Hiking - We hit the road for Joffre Lakes Provincial Park around 10:30 and thanks to my friend Tero and his recommendation about the hike and for his checking of the traffic cameras to make sure the roads were clear. I didn’t know what he meant until we got there. Along the way, we stopped at a lookout point with some other cars to view a waterfall called Nairn Falls and then realized we wanted to do the short hike to the actual falls.
After leaving Nairn, we had a long and winding drive on the way to and once we were north of Pemberton, BC and a lot of elevation gain. Once we arrived at Joffre, we ate our second pastry in the parking lot while we watched other people put on snowshoes and take out their hiking poles. We also saw much less prepared people than us (we at least had hiking shoes) but the snowshoe people made us nervous. This sign also made us nervous.

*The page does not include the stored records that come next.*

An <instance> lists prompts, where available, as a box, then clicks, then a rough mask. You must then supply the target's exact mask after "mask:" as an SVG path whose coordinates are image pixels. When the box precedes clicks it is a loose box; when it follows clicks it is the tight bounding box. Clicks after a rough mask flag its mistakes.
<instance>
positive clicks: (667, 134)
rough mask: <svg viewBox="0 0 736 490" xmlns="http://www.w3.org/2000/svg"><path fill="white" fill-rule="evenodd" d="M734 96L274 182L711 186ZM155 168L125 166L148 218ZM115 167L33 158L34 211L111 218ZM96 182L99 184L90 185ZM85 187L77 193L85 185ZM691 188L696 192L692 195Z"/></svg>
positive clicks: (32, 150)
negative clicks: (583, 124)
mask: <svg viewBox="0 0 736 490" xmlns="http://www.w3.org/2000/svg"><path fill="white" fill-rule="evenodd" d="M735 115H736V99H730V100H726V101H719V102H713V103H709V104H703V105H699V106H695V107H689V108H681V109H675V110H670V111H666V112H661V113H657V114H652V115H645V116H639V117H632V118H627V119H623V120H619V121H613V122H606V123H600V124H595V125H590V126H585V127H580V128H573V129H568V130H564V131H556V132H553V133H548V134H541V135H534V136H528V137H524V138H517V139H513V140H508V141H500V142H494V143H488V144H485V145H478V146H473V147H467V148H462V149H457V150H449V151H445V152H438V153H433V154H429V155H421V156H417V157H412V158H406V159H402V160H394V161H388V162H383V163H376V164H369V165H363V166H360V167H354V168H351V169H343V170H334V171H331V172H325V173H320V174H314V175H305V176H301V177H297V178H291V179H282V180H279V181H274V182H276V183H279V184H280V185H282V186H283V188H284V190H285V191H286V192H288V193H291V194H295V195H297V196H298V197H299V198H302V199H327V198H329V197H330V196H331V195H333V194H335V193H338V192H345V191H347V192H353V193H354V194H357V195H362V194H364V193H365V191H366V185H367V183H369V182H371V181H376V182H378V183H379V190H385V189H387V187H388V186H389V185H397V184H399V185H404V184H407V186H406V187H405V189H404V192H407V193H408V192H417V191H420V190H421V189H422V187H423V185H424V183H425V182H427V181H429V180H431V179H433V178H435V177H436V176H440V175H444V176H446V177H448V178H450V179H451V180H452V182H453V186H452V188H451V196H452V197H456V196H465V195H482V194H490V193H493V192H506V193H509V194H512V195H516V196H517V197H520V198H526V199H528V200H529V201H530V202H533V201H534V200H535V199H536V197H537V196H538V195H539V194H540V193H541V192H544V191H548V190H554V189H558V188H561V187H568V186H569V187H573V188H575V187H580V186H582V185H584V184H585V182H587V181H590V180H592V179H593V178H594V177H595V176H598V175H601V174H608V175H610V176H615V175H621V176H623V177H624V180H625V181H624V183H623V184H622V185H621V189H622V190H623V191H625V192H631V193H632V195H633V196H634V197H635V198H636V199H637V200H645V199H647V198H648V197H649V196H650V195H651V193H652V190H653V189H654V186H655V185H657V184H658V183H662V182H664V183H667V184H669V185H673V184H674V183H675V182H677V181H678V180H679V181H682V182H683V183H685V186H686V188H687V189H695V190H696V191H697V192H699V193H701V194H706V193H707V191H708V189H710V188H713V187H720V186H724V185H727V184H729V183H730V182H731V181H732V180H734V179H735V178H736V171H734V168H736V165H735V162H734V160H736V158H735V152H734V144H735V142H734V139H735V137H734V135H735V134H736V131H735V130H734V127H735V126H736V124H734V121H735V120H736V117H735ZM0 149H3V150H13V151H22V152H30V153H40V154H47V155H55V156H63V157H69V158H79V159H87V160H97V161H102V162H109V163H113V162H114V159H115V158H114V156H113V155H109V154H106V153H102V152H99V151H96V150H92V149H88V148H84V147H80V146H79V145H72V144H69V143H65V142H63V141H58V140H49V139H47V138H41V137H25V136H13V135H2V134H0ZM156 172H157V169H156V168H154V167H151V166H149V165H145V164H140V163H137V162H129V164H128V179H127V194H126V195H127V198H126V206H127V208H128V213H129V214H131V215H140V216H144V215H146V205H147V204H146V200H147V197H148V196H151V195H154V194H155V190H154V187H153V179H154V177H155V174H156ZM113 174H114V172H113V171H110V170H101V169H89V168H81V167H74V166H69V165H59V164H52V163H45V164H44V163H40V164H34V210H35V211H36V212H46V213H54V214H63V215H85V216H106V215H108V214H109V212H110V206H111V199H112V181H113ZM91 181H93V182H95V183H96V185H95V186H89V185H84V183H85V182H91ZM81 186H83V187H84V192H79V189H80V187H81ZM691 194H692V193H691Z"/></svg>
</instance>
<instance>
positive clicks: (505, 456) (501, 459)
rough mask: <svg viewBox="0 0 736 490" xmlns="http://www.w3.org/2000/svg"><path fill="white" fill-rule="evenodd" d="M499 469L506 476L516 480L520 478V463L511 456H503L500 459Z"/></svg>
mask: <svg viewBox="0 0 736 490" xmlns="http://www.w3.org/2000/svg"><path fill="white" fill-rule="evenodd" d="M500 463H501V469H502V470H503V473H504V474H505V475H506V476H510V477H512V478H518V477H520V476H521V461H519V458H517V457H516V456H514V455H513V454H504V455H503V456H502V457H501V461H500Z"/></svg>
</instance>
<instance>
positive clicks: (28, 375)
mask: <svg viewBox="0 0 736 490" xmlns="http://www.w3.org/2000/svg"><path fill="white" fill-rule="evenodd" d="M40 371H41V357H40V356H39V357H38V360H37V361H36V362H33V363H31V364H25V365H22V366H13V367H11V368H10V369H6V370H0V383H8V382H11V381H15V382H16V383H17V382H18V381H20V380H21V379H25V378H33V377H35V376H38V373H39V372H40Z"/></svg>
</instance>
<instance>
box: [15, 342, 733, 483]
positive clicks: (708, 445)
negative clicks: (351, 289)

We had a very short hike to the first lake and there was some snow on the ground but it was still slippery in parts and we felt like the recommendations of 3 hours for 3-4 km to the middle lake were crazy. So we have actual photos of the first lake and then we hiked for about 2 hours from the first lake until we saw the snowshoe people struggling up a huge incline and decided we were not prepared for that and that the risk was not worth the reward. The entire hike past the first 30 minutes was snow packed ground and a lot of ice and some very steep hills. It was a beautiful hike and challenging, we both wished we’d remembered to rent poles or Yak-trax (I have some, AT HOME) from one of the gear rental places in town but we’d been too concerned with pastries that morning. Oh well! We still had a great time and hiked at a high elevation and we were both in our element.

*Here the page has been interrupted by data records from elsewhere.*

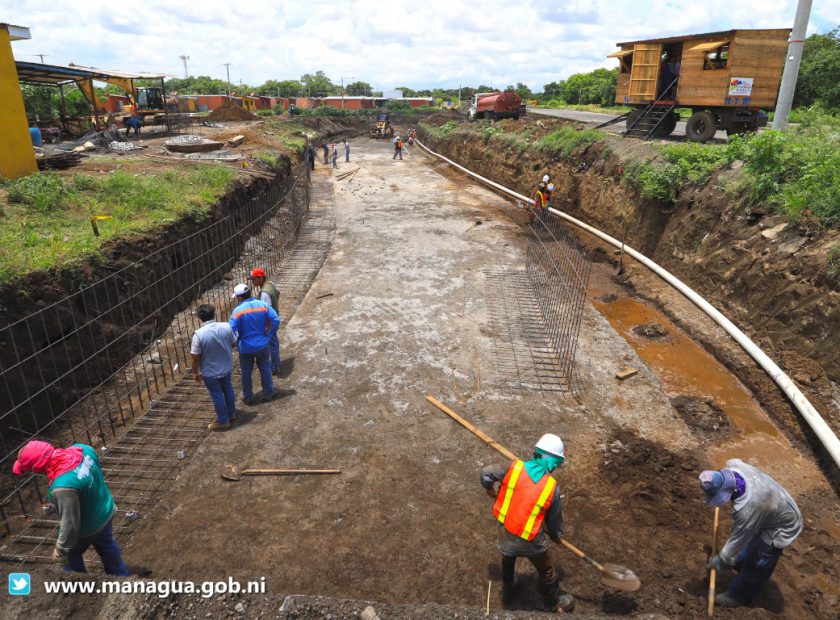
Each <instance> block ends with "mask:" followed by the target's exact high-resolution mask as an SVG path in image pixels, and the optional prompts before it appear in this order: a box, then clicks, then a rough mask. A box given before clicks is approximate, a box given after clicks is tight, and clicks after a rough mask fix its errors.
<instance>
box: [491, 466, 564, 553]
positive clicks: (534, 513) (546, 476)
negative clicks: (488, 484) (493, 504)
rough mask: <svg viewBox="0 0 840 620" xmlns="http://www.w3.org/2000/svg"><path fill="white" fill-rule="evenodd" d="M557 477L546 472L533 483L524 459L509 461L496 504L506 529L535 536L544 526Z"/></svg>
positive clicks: (499, 516) (494, 514)
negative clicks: (527, 469) (554, 478)
mask: <svg viewBox="0 0 840 620" xmlns="http://www.w3.org/2000/svg"><path fill="white" fill-rule="evenodd" d="M556 486H557V481H556V480H555V479H554V478H552V477H551V476H549V475H545V476H543V477H542V478H541V479H540V481H539V482H537V483H534V481H533V480H531V476H529V475H528V472H527V471H525V463H524V462H523V461H518V460H517V461H514V462H513V463H511V464H510V468H508V471H507V474H505V479H504V480H503V481H502V487H501V488H500V489H499V495H497V496H496V503H495V504H494V505H493V515H495V517H496V518H497V519H498V520H499V523H501V524H502V525H504V527H505V529H506V530H507V531H508V532H510V533H511V534H514V535H515V536H519V537H520V538H524V539H525V540H533V539H534V537H535V536H536V535H537V534H538V533H539V531H540V527H542V521H543V517H545V513H546V512H547V511H548V508H549V506H551V500H553V499H554V489H555V487H556Z"/></svg>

This hiking day was less strenuous than the Grind, but just as pretty and worth the drive north. Here’s a another great link for the park. On our way back, we knew we needed food and we were hoping to stop at Coast Mountain for some beers. It was the one brewery in Whistler where I really wanted to visit the taproom. Zoe navigated us to its tiny location, in an interesting industrial park/office space area. When we drove into the parking lot of the space, I felt like we’d finally found where the non-tourist jobs and employees where! We stopped for a late lunch at the Green Moustache Cafe, which had 2 hour parking, and ate two really delicious and healthy grain bowls. They had really great kombucha on tap too! I noticed that a lot in Vancouver and Whistler and I’m jealous, I don't encounter that a lot at home and I am tempted to make my own. I drank a lavender one here and it was so tasty and refreshing. We were able to leave the car in the small lot and walk around the corner to Coast Mountain and enjoy two beers there. I had the Day Dreamer hazy IPA and the Juice Box Sour Wit and both were really good. They had so many options though, it was difficult to make a decision. And we had to be careful since we had to drive the 10 minutes back to the village. The patio was nice here, we enjoyed the sun and mountain views, and started feeling little sad that we were headed home the next day.
And that’s it! I’m so sad that I had to leave beautiful Whistler and Vancouver. I’d hoped to take a backpacking trip through those mountains in August or September but with so much uncertainty in the air regarding everything, I’m hesitant to book anything else before Ecuador.